Ezquerro-Esteban, Antonio. (2016). Desafios da Musicologia pan-hispânica na atualidade: uma reflexão. In Edite Rocha e José Antônio Baêta Zille (orgs.), Musicologia[s] - Série Diálogos do Som. Ensaios (Vol. 3, pp. 25-40). Barbacena, MG, Brasil: Editora da Universidade de Minas Gerais.
Kerman, Joseph. (1987). Contemplating Music: Challenges to Musicology. São Paulo: Martins Fontes.
Manfred Bukofzer. (1957). The Place of Musicology: in american institutions of higher learnings. New York: The Liberal Arts Press.
Parncutt, Richard. (2012). Musicologia Sistemática: a história e o futuro do ensino acadêmico musical no ocidente. Revista Em Pauta, Porto Alegre, RS, Brasil (Vol. 20, n. 34/35). ISSN 1984-7491.
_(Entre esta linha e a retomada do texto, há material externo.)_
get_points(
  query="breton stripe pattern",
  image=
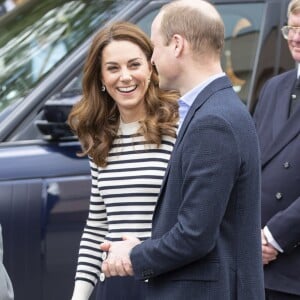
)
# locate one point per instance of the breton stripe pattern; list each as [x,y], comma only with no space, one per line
[123,196]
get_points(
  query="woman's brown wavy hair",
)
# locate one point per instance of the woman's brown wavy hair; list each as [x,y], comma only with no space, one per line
[95,118]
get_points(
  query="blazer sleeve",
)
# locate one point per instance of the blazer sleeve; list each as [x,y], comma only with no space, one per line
[210,168]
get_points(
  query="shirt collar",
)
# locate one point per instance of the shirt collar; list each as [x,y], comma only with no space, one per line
[191,95]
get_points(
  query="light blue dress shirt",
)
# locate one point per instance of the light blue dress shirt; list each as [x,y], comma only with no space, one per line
[186,101]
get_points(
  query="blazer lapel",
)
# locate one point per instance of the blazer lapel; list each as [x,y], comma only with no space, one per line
[203,96]
[283,102]
[287,133]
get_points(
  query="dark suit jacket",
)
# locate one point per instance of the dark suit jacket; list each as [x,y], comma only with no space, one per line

Randel, Don Michael. (1999). Musicology. The Harvard Dictionary of Music (4th ed.). Massachusetts, USA: The Belknap of Harvard University Press.
Volpe, Maria Alice. (2016). Musicologia em contextos institucionais interdisciplinares: desafios intergerações, um testemunho brasileiro. In Edite Rocha e José Antônio Baêta Zille (orgs.), Musicologia[s] - Série Diálogos do Som. Ensaios (Vol. 3, pp. 159-172). Barbacena, MG, Brasil: Editora da Universidade de Minas Gerais.
Zille, José Antônio Baêta. (2016). In Edite Rocha e José Antônio Baêta Zille (orgs.), Musicologia[s] - Série Diálogos do Som. Ensaios (Vol. 3, Prefácio). Barbacena, MG, Brasil: Editora da Universidade de Minas Gerais.